Zain, the Kuwaiti mobile phone operator, will refocus on its Middle East markets following the successful US$10.7bn sale of its businesses in 15 countries in sub-Saharan Africa to India’s Bharti Airtel.
Zain will concentrate on increasing its market…
Zain, the Kuwaiti mobile phone operator, will refocus on its Middle East markets following the successful US$10.7bn sale of its businesses in 15 countries in sub-Saharan Africa to India’s Bharti Airtel.
Zain will concentrate on increasing its market share in its eight remaining markets, said Nabeel Bin Salamah, the company’s new chief executive officer.
Salamah is the first senior executive at Zain to outline a strategy for the business following its disposal of the sub-Saharan businesses to Bharti.
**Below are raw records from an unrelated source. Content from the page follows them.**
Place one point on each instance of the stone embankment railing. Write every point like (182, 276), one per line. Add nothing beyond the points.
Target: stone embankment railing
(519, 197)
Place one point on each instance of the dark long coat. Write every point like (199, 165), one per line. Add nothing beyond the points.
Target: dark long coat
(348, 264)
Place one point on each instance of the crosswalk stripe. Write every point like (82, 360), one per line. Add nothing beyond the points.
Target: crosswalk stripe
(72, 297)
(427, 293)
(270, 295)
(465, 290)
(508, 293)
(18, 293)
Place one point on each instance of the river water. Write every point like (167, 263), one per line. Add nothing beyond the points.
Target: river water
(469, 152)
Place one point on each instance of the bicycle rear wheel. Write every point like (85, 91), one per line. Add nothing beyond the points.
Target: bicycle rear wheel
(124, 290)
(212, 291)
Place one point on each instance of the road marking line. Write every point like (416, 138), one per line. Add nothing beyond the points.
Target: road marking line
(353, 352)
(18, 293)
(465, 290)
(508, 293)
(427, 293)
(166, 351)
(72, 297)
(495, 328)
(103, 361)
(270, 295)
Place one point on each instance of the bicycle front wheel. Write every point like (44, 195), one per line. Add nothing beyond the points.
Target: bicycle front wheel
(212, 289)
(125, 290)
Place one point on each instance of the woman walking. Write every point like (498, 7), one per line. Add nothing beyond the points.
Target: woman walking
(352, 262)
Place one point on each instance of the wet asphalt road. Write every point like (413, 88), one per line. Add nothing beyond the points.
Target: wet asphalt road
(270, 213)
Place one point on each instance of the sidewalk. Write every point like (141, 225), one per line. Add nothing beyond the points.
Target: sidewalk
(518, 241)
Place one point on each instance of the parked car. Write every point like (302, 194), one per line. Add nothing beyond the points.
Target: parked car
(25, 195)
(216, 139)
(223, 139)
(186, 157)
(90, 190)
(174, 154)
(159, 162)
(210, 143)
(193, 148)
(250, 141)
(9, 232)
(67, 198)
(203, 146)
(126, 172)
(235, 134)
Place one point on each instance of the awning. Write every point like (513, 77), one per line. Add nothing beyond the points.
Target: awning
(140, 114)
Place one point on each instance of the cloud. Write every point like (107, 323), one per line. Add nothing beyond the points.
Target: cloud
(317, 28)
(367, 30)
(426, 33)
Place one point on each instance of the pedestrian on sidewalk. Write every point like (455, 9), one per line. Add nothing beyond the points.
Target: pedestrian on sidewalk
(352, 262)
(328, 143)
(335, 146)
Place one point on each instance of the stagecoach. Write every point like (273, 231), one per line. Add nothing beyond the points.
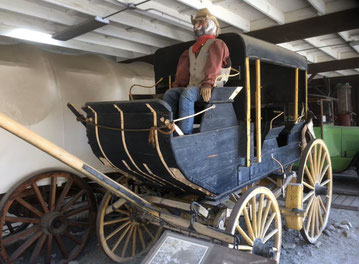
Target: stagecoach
(228, 182)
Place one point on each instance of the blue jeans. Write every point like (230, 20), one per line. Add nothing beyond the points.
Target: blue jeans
(182, 102)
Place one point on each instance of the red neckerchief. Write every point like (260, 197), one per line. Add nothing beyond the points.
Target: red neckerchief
(200, 42)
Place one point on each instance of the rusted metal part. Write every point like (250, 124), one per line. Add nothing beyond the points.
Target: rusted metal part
(43, 210)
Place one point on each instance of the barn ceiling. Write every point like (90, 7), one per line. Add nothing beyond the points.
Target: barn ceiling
(324, 31)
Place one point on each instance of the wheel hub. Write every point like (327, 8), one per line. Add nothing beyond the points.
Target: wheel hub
(320, 190)
(261, 249)
(53, 223)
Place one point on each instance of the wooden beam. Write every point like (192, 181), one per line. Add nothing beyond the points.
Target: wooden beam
(318, 5)
(160, 12)
(267, 9)
(333, 65)
(312, 27)
(50, 14)
(97, 8)
(43, 38)
(220, 13)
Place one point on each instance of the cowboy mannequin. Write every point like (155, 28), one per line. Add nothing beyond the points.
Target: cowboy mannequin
(197, 69)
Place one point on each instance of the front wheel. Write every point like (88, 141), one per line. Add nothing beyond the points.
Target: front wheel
(315, 173)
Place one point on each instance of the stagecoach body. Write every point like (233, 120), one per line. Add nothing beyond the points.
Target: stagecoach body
(220, 157)
(220, 183)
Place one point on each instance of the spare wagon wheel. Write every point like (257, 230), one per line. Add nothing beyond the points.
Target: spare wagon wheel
(123, 232)
(315, 173)
(56, 212)
(256, 220)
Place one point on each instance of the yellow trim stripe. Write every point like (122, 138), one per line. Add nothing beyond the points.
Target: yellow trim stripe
(248, 113)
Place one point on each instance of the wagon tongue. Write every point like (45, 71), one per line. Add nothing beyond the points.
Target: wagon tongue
(261, 249)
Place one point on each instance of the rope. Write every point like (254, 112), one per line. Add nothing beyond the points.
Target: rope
(198, 113)
(226, 75)
(152, 130)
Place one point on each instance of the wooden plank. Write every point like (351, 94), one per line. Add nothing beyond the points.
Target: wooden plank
(340, 199)
(346, 202)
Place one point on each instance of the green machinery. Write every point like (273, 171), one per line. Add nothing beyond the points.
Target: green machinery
(342, 140)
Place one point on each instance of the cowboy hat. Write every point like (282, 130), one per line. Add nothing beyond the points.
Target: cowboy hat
(203, 14)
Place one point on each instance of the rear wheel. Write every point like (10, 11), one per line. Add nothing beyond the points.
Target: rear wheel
(315, 173)
(45, 215)
(257, 221)
(123, 231)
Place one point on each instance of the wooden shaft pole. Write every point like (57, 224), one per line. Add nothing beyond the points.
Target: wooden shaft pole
(58, 153)
(306, 95)
(258, 111)
(55, 151)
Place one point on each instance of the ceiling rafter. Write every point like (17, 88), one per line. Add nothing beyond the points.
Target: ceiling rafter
(52, 15)
(125, 18)
(319, 6)
(160, 12)
(311, 27)
(19, 21)
(8, 31)
(220, 13)
(267, 9)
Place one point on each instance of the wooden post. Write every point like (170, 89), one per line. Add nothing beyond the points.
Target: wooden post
(258, 112)
(306, 95)
(248, 113)
(296, 95)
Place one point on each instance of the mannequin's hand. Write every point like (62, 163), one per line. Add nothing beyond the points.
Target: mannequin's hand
(206, 93)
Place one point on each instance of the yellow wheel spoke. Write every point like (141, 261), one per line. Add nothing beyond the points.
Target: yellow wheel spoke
(322, 204)
(254, 215)
(311, 164)
(117, 220)
(245, 248)
(260, 212)
(312, 220)
(115, 206)
(271, 233)
(324, 172)
(134, 240)
(123, 212)
(310, 177)
(325, 182)
(317, 221)
(248, 223)
(308, 196)
(121, 238)
(244, 235)
(127, 240)
(269, 205)
(309, 218)
(141, 238)
(268, 224)
(315, 163)
(308, 185)
(322, 161)
(148, 231)
(320, 217)
(117, 230)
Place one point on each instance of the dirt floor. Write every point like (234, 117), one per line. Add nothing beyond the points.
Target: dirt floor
(338, 244)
Zain signed a definitive sale agreement with Bharti on 30 March, but the operations have yet to change hands as Bharti awaits approval from national regulators in each of the 15 different markets.
The sale is the largest-ever takeover of a company in Africa and the Middle East, according to Dealogic.
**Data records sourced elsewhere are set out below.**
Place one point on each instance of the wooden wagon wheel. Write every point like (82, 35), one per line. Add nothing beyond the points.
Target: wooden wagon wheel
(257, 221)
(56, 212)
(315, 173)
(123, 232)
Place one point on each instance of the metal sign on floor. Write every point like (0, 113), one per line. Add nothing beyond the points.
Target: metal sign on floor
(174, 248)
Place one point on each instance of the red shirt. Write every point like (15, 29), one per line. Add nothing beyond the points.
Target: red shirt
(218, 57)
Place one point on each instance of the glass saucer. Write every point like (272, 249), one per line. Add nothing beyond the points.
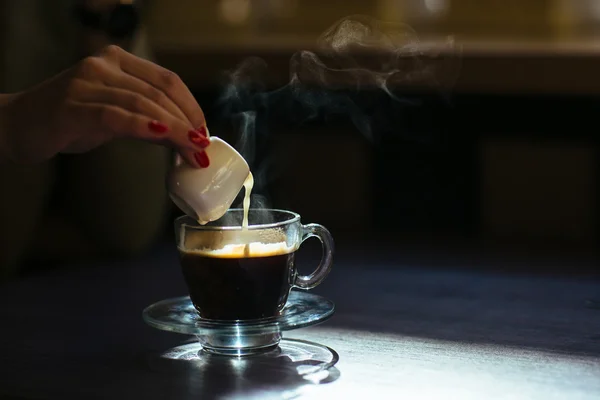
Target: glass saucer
(238, 337)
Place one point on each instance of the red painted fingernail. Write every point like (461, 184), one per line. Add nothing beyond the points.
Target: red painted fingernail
(158, 127)
(202, 159)
(196, 138)
(202, 131)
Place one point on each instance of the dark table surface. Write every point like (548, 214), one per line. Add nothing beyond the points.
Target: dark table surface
(403, 329)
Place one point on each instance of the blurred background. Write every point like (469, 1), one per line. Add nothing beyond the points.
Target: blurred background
(500, 156)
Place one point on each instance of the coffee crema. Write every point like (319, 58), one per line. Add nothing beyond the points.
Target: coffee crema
(239, 281)
(250, 250)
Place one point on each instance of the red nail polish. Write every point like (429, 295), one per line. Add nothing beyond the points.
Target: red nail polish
(202, 131)
(202, 159)
(195, 138)
(158, 127)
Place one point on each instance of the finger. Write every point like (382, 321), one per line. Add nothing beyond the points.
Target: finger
(118, 122)
(125, 81)
(161, 121)
(166, 81)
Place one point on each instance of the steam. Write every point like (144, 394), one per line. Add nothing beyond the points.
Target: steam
(353, 73)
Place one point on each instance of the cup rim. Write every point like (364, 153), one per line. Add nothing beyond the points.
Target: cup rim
(294, 217)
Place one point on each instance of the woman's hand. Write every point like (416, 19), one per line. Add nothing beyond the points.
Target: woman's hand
(111, 95)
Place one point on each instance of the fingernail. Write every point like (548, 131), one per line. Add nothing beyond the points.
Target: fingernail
(158, 127)
(202, 131)
(202, 159)
(196, 138)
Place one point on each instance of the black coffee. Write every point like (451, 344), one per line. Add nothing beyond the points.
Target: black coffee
(233, 287)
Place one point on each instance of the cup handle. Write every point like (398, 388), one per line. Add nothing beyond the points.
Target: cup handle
(314, 279)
“With the sale of the Zain Africa assets about to be concluded, the company will re-engineer itself while at the same time focusing its resources on further increasing market leadership in the Middle East,” said Salamah.
Zain will drive further profits from its capital expenditure in Bahrain, Iraq, Jordan, Kuwait, Saudi Arabia and Sudan, added Salamah.
“We expect to reap further financial rewards of these strategic and capital-intensive investments in the years ahead,” he said.
Zain’s net profits in the first three months of this year fell 32% to KD51.5m (US$177m), even though they included the profits of the 15 African businesses. Zain has not updated the market on the profitability of its individual country operations since the end of September last year so analysts covering the company cannot tell which operations dragged down the group’s profitability.